All this of course has brought forth new monetary reform efforts and groups all proposing that which has been proposed numerous times; to change the system, to stabilize the economy, and make money serve the needs of all the people and their environment instead of creating more and more uncaring billionaires. The NEED Act was drawn from the American Monetary Reform Act promoted by the American Monetary Institute, which has inspired other organizations like Positive Money UK, the Alliance for Just Money and the International Movement for Monetary Reform, a coalition of monetary reform groups emerging all around the world. The Alliance has an extensive bibliography of monetary materials to study. Christine Desan of the Harvard Law School too, is educating about money and organized a group at Harvard called Just Money that is putting on a conference in June. You have probably never heard of any of this which is a testament to the effectiveness of the system’s social management system. MMT dominates the popular monetary policy discussion, demonstrating the power of money to manipulate.

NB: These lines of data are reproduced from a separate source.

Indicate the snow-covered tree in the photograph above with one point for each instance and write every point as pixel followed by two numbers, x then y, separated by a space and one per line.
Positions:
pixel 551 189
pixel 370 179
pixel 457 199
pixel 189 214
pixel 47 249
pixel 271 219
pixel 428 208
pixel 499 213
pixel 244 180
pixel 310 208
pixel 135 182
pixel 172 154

… if you control the money, you control the entire world. — Henry Kissinger
I hope this turns the lights on for you and others. I hope you will not take my word for it but will do your own research to verify what I’ve said. I hope you will look at the materials on the websites I list here. It is vital that we understand the ruling system and how to change it. I hope you will join the effort to make this monetary understanding self-evident and common knowledge. I leave you with a quote from Frederick Soddy, a Nobel laureate who got the prize for revealing the power of nuclear energy and who became a monetary reformer when he realized how the current power structure would misuse his discovery. His work was the inspiration for The Chicago Plan.
Ten centuries before Christ the ancient Greeks recognized that to issue the money was the most vital prerogative of democratic self-governance. To allow it to become a source of revenue to private issuers is to create, first, a secret and illicit arm of the government and, last, a rival power strong enough ultimately to overthrow all other forms of government.
— Frederick Soddy
This is a call to action because only with monetary reform can we hope to challenge and change the unjust power relations of the world.